Cut off from the world
Explains Halley Research Station doctor Nathalie Pattyn, in a British Antarctic Survey Press Office release: “This experiment will be running at both Concordia and Halley stations to look at the factors affecting astronauts as they embark on long periods in space. Living at Halley is in many ways similar to living in space where crew are cut off from the world without sunlight and in very small communities.”
There is expected to be a huge scientific bonus of comparing data from Halley and Concordia stations, Pattyn concludes, the kind of information useful to appreciate the influence of hypoxia, the lack of oxygen, on top of the isolation and confinement issues.
Pattyn is from Vrije Universiteit Brussel where she is a professor of biological psychology.

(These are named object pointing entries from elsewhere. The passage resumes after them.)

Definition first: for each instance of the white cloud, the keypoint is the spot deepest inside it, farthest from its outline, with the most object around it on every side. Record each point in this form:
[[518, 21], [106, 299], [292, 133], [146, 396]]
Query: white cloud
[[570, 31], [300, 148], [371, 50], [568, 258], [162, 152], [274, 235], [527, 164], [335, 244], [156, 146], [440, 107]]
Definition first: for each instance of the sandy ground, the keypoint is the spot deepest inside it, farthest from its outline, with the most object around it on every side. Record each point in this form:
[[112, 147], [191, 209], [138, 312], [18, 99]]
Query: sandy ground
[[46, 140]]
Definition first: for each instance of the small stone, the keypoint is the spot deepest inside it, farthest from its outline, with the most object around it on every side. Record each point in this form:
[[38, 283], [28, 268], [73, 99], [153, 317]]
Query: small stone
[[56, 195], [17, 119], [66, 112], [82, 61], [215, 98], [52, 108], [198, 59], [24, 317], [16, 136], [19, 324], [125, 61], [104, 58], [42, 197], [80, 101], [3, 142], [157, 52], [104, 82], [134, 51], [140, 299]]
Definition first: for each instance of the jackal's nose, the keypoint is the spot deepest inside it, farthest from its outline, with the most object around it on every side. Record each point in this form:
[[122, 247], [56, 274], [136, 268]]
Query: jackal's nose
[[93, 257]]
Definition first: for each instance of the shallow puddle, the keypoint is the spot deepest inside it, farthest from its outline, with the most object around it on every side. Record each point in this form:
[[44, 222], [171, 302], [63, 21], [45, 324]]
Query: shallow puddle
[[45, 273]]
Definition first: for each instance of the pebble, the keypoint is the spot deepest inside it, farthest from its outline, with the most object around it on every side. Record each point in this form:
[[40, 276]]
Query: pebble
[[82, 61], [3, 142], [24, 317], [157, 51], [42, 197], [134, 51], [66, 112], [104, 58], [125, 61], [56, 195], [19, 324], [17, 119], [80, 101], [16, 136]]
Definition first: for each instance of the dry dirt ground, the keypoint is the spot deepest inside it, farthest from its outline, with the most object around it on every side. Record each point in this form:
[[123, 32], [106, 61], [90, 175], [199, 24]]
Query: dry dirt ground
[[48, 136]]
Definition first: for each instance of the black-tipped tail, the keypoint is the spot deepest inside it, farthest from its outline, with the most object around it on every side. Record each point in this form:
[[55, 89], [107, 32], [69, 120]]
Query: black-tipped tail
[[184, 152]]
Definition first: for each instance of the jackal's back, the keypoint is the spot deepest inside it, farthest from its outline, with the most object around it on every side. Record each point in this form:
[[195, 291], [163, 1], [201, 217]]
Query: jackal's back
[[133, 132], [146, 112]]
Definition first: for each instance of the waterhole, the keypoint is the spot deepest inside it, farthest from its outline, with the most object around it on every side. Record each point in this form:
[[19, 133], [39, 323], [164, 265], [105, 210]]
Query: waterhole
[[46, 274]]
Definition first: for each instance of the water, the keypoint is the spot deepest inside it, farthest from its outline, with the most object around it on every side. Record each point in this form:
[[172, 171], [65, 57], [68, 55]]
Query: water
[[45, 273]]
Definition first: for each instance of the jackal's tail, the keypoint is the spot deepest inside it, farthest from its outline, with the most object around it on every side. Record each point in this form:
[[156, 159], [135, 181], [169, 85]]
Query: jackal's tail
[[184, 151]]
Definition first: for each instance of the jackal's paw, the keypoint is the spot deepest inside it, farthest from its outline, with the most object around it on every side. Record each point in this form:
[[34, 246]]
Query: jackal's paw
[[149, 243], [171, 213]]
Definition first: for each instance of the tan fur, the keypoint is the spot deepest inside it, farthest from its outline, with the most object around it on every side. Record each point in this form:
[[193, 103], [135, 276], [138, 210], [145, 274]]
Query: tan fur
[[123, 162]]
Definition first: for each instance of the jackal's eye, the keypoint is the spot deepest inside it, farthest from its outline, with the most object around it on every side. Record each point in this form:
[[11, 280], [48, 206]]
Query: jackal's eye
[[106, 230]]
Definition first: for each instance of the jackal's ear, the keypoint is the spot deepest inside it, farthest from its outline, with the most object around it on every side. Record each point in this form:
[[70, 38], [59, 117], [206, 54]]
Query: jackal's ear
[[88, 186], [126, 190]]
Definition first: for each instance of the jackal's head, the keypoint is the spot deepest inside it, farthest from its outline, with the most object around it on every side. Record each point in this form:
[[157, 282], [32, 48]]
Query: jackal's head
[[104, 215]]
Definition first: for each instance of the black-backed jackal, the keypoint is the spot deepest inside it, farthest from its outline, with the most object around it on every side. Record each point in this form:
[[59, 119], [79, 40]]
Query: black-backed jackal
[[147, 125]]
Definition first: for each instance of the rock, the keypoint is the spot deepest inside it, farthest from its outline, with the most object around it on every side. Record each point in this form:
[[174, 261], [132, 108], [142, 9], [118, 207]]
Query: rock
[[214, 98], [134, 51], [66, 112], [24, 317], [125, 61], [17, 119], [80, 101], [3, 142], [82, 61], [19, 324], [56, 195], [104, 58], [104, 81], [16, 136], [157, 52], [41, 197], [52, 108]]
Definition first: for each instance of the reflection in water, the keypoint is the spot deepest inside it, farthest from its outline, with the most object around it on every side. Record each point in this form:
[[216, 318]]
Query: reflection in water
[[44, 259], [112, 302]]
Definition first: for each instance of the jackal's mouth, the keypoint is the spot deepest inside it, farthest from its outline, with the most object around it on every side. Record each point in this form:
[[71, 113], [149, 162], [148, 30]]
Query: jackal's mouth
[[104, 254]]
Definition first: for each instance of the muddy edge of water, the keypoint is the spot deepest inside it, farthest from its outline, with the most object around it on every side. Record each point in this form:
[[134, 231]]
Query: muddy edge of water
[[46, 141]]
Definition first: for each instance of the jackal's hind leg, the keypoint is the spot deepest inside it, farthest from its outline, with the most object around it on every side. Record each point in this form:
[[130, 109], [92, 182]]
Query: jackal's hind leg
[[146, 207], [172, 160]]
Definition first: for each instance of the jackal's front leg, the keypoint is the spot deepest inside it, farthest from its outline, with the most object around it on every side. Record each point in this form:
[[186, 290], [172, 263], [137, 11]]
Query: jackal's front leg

Psychological status check
One of the other projects running over the next nine months will involve the team members recording themselves in a video diary.
Diaries will be analyzed via a computer algorithm through parameters such as pitch or word choice.
Researchers expect that this technique will provide a new window to objective monitoring of psychological status, and thus adaptations to the stresses of prolonged space flight.